The internal validation method used in this study was bootstrap resamples. The principle of bootstrap resamples is to use resampling technology to draw a certain number of samples from the original sample, allowing repeated sampling [19]. Each time the required statistic was calculated based on the sample drawn, and the variance of the statistic was obtained. Bootstrap resamples is a popular statistical method in modern statistics, especially in small samples [18]. Random split is a simple, easy to understand and implement internal validation method. At the same time, it requires a relatively large sample size. As the random state of the split changes, the accuracy of the model also changes, and the model cannot obtain a fixed accuracy.

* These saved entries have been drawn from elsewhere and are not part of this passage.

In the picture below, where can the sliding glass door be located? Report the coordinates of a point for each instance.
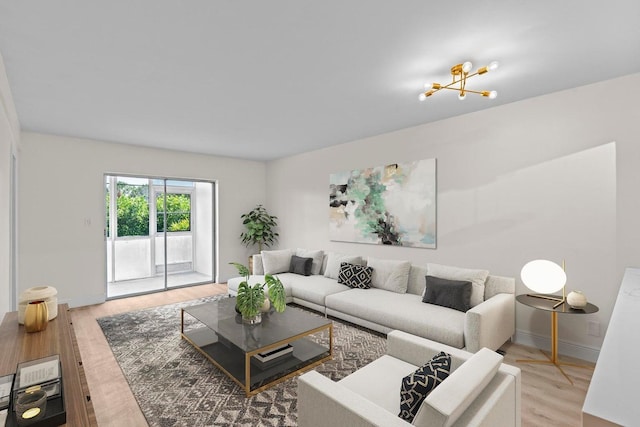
(159, 233)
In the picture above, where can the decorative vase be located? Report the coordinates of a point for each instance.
(30, 407)
(252, 320)
(576, 299)
(266, 306)
(36, 316)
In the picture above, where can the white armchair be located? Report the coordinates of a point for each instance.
(480, 391)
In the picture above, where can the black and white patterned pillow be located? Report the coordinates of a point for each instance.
(355, 276)
(417, 385)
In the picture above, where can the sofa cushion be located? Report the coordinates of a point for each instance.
(312, 288)
(406, 312)
(391, 275)
(447, 402)
(334, 260)
(301, 266)
(355, 276)
(317, 256)
(276, 261)
(476, 277)
(417, 385)
(379, 381)
(454, 294)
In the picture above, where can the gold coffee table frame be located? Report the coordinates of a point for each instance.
(551, 305)
(273, 379)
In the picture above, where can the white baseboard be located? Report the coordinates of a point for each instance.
(84, 300)
(566, 348)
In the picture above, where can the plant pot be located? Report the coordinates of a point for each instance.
(36, 316)
(266, 306)
(252, 320)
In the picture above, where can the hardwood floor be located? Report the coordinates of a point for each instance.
(548, 399)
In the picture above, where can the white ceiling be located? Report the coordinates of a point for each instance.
(262, 79)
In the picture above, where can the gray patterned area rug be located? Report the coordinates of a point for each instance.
(175, 385)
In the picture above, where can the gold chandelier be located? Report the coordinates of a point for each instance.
(460, 74)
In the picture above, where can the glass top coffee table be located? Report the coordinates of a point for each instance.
(257, 356)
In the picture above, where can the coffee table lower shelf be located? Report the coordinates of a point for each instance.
(236, 364)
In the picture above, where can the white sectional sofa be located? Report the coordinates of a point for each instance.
(480, 391)
(395, 301)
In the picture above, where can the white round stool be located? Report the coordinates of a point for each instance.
(39, 293)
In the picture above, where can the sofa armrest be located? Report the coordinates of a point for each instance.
(322, 402)
(490, 324)
(417, 350)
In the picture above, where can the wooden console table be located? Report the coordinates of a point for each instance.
(59, 338)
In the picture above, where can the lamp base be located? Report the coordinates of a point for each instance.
(560, 300)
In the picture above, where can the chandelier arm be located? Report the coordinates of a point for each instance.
(479, 92)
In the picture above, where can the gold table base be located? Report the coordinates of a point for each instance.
(553, 359)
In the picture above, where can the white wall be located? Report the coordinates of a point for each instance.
(9, 145)
(61, 206)
(542, 178)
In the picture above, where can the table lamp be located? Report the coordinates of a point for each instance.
(545, 277)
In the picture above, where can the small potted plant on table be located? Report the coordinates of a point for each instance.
(259, 229)
(251, 301)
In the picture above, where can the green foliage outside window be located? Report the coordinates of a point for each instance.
(178, 212)
(133, 211)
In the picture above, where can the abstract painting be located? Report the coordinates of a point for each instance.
(385, 205)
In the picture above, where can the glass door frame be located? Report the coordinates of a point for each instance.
(153, 231)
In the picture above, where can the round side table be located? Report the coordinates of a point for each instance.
(553, 307)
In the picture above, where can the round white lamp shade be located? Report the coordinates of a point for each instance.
(542, 276)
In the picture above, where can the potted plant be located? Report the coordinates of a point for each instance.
(251, 299)
(259, 228)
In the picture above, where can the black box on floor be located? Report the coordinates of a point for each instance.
(55, 414)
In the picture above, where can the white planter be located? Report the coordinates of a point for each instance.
(576, 299)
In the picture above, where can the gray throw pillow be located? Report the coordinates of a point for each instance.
(301, 265)
(454, 294)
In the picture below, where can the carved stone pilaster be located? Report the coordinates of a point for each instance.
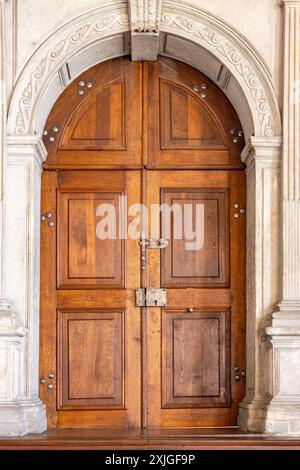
(21, 411)
(145, 18)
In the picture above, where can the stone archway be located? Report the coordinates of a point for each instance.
(169, 28)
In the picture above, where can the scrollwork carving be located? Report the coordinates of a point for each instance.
(229, 52)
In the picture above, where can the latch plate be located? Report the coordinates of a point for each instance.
(151, 297)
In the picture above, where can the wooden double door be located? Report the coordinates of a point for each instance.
(105, 360)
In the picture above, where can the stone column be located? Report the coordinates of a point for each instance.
(284, 330)
(262, 156)
(21, 411)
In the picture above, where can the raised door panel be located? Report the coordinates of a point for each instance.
(91, 357)
(199, 256)
(195, 359)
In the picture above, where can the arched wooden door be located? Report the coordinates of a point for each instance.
(157, 133)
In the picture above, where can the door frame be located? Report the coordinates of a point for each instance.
(25, 155)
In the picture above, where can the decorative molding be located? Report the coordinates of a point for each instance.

In the latest ESC guidelines [30], computer tomography (CT) coronary angiography and MPI are Class I recommendations for patients with suspected CAD. CT coronary angiography is suitable for patients with contraindications to stress MPI. Previous study [31] has reported that the sensitivity and specificity of CT coronary angiography for diagnosing ACS in patients with low-risk chest pain were 82% and 92%. However, the AUC of the model constructed in this study was 0.795, demonstrating good discrimination, while different thresholds can be established according to clinical needs, with a trade-off between sensitivity and specificity. It is worth noting that patients with extensive coronary calcification, irregular heart rate, severe obesity, and inability to cooperate with breath-holding are not suitable for CT coronary angiography, due to reduced image quality. In addition, CT coronary angiography provides anatomical stenosis, while SPECT MPI can non-invasively obtain the relative myocardial perfusion information. Lewis et al. [32] reported that WM abnormalities detected by resting echocardiography were associated with severe (≥ 70%) coronary artery stenosis. Of the 77 abnormal wall motion regions, 60 (78%) were supplied by coronary arteries with ≥ 70% stenosis. However, echocardiography is dependent on the skill of the operator, which may vary between practitioners, and other parameters such as myocardial perfusion and wall thickening are not available with conventional echocardiography. Therefore, we believe that the predictive model based on rest-only ECG-gated SPECT MPI has more potential applications in future clinical practice.

Limitation

Several limitations of this study should be considered. Firstly, no external validation was performed in this study, and its extrapolation will be further verified in the future. Second, all patients had contraindications to stress. Whether this nomogram can be applied to stress or stress/rest MPI patients needs further validation. Thirdly, the enrolled population included multiple stress contraindications and we did not perform subgroup analysis due to the number limitation. Other than that, the sample size included in this study was small and needed to be developed and validated in prospective, large sample, multicenter studies.

Conclusions

This study shows that it is feasible to predict the prevalence of obstructive CAD by clinical factors, perfusion and myocardial function parameters obtained by rest-only ECG-gated SPECT MPI. In suspected CAD patients with contraindications to stress MPI, a nomogram combining factors including age, sex, SRS, SMS, STS, hypertension, diabetes and hyperlipidemia are able to calculate the risk of obstructive CAD, although further validation is needed.